C++ can be used to write code that generates assembly equivalent to pretty much any C. A lot of standards committee work goes into ensuring that's possible. The trade-off is that it's the closest thing humans have ever produced to a lovecraftian programming language.
If every function is marked noexcept, does it make a difference? Either way, the point of C++ exceptions was to make the fast path even faster by moving error handling out of it. Since they had no idea what was wrong, the code evidently was running in the fast path since it was not terminating by throwing exceptions, yet it ran slower merely because of the C++ exception support.
In any case, my point is that C++ features often carry overhead that simply does not exist in C. Being able to get C++ code to run as fast as C code (possibly by not using any C++ features) does not change that.
Yes, but you can not achieve faster code in C++ than you can also achieve in C and the use of templates or dynamic dispatch certainly can come with a cost. I would also argue than you can write similar abstractions also in C with very similar trade-offs. The difference is mostly that C has less syntactic sugar but everything is more obvious.
I'd love to see any examples you have of compile time metaprogramming libraries like Eigen or CTRE written instead in C. You can do a little of that with _Generic, but I'd generally prefer the nightmare that is templates to most of the hardcore macro magic I've encountered (e.g. Boost.PP), let alone constexpr.
I think this is asking the wrong question. In many case it would be smarter to implement these algorithms using high-level abstractions and then let the optimizer specialize it again. This works very well also in C:https://godbolt.org/z/bohvffd7r I use it a lot, but I am not aware about a public project similar to Eigen. I definitely convinced this could be done and would be very nice. One downside is that one might want to have more precise control. But even then there are solutions which IMHO are better than template metaprogramming.
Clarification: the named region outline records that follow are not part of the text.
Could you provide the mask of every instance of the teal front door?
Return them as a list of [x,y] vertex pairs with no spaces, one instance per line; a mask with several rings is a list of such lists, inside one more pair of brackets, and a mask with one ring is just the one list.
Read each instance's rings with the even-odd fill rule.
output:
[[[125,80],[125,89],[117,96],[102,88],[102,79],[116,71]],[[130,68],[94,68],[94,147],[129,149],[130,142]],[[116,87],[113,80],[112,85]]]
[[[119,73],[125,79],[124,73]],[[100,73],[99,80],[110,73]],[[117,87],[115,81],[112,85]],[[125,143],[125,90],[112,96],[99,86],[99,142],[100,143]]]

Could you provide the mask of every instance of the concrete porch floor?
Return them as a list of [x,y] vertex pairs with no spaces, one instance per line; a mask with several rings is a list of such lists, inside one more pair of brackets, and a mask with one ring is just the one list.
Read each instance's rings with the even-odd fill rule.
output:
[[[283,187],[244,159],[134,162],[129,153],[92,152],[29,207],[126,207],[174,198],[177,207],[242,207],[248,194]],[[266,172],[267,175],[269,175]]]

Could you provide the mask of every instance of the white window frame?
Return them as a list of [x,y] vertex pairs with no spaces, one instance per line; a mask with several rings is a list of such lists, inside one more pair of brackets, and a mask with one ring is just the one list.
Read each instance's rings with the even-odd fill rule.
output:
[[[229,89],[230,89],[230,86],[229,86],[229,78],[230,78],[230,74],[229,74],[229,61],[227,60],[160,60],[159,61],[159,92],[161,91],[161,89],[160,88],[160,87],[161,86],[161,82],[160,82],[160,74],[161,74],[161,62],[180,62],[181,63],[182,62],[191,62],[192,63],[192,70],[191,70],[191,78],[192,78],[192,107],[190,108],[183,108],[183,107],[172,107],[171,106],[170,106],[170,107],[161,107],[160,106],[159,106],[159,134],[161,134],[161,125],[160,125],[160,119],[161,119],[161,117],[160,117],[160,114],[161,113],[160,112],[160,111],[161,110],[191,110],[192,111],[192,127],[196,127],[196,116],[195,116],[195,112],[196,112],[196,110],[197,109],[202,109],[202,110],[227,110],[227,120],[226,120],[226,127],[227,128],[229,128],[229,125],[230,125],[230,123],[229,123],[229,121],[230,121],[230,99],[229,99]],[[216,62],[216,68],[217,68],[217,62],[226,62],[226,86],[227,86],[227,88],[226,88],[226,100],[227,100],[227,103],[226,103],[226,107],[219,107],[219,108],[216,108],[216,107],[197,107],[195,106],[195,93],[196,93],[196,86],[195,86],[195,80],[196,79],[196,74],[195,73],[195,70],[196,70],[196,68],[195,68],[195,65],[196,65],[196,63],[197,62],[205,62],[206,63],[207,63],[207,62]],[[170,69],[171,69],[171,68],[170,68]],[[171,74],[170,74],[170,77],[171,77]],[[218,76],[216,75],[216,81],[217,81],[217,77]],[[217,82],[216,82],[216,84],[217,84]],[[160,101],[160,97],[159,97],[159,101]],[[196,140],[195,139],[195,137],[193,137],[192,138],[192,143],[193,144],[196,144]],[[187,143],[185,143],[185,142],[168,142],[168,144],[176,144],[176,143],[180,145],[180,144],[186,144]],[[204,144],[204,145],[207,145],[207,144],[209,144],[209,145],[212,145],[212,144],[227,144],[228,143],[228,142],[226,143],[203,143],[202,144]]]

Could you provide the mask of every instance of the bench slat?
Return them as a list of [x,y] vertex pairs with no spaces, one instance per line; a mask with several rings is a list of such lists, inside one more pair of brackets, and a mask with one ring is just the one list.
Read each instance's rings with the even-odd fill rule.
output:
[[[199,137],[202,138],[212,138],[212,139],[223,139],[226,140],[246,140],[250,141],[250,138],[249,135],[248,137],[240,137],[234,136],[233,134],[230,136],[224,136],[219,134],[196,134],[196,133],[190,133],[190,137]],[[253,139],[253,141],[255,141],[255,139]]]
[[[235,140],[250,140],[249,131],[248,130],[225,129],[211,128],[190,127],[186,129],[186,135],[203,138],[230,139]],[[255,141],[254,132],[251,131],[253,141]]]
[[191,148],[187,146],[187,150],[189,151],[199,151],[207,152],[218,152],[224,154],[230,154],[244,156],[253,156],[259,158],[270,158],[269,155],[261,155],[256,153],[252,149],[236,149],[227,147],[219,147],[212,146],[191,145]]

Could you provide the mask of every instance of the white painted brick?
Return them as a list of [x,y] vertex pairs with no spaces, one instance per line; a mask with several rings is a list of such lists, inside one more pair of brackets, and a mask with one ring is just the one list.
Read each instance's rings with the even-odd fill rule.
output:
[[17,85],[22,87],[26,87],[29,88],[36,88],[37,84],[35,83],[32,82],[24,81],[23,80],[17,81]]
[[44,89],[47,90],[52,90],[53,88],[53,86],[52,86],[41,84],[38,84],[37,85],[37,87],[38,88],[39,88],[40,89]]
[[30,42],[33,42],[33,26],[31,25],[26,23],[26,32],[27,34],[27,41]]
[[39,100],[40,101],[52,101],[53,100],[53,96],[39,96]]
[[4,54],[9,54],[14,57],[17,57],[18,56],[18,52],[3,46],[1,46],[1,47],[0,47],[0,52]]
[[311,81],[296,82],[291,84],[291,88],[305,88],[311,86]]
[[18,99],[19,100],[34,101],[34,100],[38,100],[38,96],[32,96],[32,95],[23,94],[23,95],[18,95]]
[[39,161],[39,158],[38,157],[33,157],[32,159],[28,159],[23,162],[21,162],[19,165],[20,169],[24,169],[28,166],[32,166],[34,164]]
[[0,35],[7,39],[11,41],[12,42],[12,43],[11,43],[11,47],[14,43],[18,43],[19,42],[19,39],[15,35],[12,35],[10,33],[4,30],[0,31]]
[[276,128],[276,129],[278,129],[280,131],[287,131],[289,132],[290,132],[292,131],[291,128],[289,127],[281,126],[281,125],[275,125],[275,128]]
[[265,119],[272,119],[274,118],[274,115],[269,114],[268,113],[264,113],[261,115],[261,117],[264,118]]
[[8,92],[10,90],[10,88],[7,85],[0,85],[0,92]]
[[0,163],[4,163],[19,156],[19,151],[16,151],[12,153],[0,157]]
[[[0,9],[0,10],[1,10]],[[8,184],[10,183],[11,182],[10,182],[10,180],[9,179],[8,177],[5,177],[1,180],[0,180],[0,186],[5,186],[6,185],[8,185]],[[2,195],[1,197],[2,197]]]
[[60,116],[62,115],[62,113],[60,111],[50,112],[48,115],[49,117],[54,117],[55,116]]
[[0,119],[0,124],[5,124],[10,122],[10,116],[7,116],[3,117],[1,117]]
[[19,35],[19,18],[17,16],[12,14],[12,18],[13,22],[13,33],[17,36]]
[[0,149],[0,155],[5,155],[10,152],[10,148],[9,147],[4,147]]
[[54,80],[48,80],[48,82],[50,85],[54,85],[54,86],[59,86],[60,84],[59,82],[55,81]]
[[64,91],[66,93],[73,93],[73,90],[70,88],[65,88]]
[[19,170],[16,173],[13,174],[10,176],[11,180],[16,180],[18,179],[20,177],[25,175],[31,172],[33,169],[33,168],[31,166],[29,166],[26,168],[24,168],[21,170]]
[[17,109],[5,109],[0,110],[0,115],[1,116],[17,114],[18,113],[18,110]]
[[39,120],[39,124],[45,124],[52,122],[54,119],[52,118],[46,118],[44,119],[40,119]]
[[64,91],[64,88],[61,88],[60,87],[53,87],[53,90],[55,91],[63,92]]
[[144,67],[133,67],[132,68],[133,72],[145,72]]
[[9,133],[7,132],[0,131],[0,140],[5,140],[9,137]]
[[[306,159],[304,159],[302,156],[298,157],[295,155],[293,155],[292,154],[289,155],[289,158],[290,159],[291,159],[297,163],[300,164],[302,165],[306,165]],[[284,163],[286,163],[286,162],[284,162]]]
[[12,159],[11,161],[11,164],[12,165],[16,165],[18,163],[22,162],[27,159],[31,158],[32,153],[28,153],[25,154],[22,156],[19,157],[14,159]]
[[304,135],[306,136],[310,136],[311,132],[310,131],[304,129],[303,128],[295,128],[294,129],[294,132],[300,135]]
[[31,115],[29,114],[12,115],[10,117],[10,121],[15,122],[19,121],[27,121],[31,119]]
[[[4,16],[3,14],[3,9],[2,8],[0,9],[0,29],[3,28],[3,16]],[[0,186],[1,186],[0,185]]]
That's what Eigen does. You write the high level statement and it does template magic to convert that into an optimized series of BLAS calls, even omitting or combining calls (something impossible to do with just _Generic). CTRE does something similar. The parsing all happens at compile time, so code is only paying the cost of matching (which benefits from all the standard compiler optimizations). There's a platonically ideal compiler somewhere out there that could do both of these jobs too, but compilers are difficult enough and need to run fast enough that implementing every possible optimization in every domain isn't going to happen.
I know what Eigen does. The point I tried to make is that you can let the optimizer specialize the code instead of a template engine and this is much cleaner. If you want to do arbitrary transformations, you can just run a program at compile-time. This is still much nicer than have template code and even more powerful.
Yet all your descriptions have nothing to do with ISO C, nor ISO C++, rather quality of implementation in the GCC compiler toolchain.
The other guy’s remarks were based on the behavior of ancient compilers. I was describing current ones. In any case, my remarks mostly apply to LLVM too. GCC and LLVM are the only compilers that matter these days.
Intel replaced ICC with a LLVM fork and Microsoft’s compiler is used by only a subset of Windows’ developers. There are few other compilers in widespread use for C and C++. I believe ARM has a compiler, but Linaro has made it such that practically nobody uses it. Pathscale threw in the towel several years ago too. There is the Compcert C compiler, but it is used in only niche applications. I could probably name a few others if I tried, but they are progressively more niche as I continue.